De bardos y leyendas

O biografía y narrativa

¡Que no se llame filósofo el que no sea capaz de vivir lo que dicta al mundo desde su pensamiento! A lo mucho será un conocedor de la filosofía, un maestro o doctor en filosofía, un profesor, pero nunca un filósofo.

Schopenhauer. Ilustración de Mitch Francis.

Últimamente he estado revisando artículos y documentales sobre un conjunto de temas de los que quiero hablar. Pero me di cuenta de que, antes de hacerlo, debía fundamentar lo que iba a decir. Así, pasé largas horas pensando cuál era el punto que quería defender —o, en este caso, atacar—. Tras varias semanas pensando llegué a la conclusión de que debía hacer una distinción entre la narrativa y la biografía. Sobre todo, asumiendo que la idea de “narrativa” es la que predomina en la filosofía y casi en cualquier ciencia. Pero, por alguna razón, esta categoría no se basta a sí misma cuando se quiere entrar en la realidad. Antes de proseguir creo que es necesario que empiece por definir y trazar mi marco categorial.

En una charla con el doctor Mauricio Beuchot se me dio la siguiente definición: la narrativa es una argumentación distinta, que se usa cuando el ejemplo o paradigma (o ícono) que sirve de personaje de la narración es mejor que la argumentación lógica. “Por ejemplo, MacIntyre hace una argumentación narrativa: usa la historia para probar cosas propias de la filosofía”. Por tanto, la “narrativa” es contar una historia cuya argumentación lógica no es tan importante; algo así como una “anécdota” (para efectos del presente, le daremos el nombre de “leyenda”) que se cuenta, tratando de plantear un conjunto de tesis o, al menos, de hipótesis sobre un tema dado. La narrativa parece, pues, un medio eficaz desde el cual podemos “probar”, “justificar”, “persuadir” o “explicar” algo. Y esto porque, muchas veces, la argumentación meramente lógica se nos manifiesta como lejana.

El bardo es tan importante como la leyenda que cuenta. No podemos concebir a uno sin el otro. Sí, tal vez varios bardos podrían contar la misma leyenda, pero no del mismo modo —y eso cambia mucho las cosas—.

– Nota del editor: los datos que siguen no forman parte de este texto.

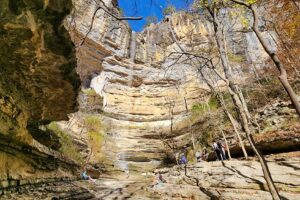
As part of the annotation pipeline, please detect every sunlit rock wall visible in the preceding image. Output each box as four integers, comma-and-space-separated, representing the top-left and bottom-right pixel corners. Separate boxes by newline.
0, 0, 80, 187
66, 1, 276, 171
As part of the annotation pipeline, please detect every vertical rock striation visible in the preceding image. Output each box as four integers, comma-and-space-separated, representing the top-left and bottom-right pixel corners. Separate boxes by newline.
66, 0, 278, 171
0, 0, 80, 184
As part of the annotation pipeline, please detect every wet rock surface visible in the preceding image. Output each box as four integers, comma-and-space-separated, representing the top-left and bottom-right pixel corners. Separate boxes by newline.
0, 152, 300, 200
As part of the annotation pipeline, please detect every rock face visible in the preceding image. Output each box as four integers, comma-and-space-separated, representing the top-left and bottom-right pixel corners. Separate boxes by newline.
153, 155, 300, 200
66, 0, 278, 171
0, 0, 80, 187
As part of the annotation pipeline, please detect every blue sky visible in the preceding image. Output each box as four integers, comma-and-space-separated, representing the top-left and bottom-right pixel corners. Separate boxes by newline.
119, 0, 191, 31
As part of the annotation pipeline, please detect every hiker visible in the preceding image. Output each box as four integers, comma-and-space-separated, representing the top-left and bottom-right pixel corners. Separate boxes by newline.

Es cierto que el “conjunto de historias” apunta a una posible realidad que, ajena o no a la lógica, se nos manifiesta como palpable. Sin embargo, la narrativa tiene un punto ciego, similar al de la argumentación lógica. En esta última se nos dice que no importa quién dice las cosas, sino lo que dice. En el apartado de “falacias” de la lógica clásica a esto se le llama “falacias a la autoridad” y tiene un correlato positivo y uno negativo. Positivo cuando damos por bueno un argumento sólo por quien lo dice (falacia ad verecundiam) y negativo cuando descartamos algo sólo por quien lo dice (falacia ad hominem). Así, hasta cierto punto, lo que nos debe importar no es quién dijo algo, sino lo que dijo.1 De manera similar, la “narrativa” que nos cuenta una historia nos pide que atendamos a la historia y no a quién cuenta esa historia. Debemos, pues, ver los escenarios, los personajes, los diálogos, las situaciones, etc., pero nunca al escritor o narrador (lo llamaré “bardo”). Justamente lo que aquí quiero plantear es un pequeño vuelco. El bardo es tan importante como la leyenda que cuenta. No podemos concebir a uno sin el otro. Sí, tal vez varios bardos podrían contar la misma leyenda, pero no del mismo modo —y eso cambia mucho las cosas—. Lo mismo sucede en la música. No es lo mismo escuchar una canción con x autor que con otro. Hay buenos y malos covers. No es lo mismo escuchar una pieza de Bach en manos de Martha Argerich que en manos de Andras Schiff. En argumentación lógica a esto lo llamo “argumento a la vida filosófica”, que es algo que Michel Onfray ya ha visto en sus obras.2 Mientras que en “narrativa”, el nombre análogo es “biografía”.

El propio Schopenhauer experimentó esto en sus viajes, al punto de que se enorgullecía de no ser un filósofo de mero papel, sino alguien que había “leído en el libro de la vida”. Pero a veces parecía olvidarlo…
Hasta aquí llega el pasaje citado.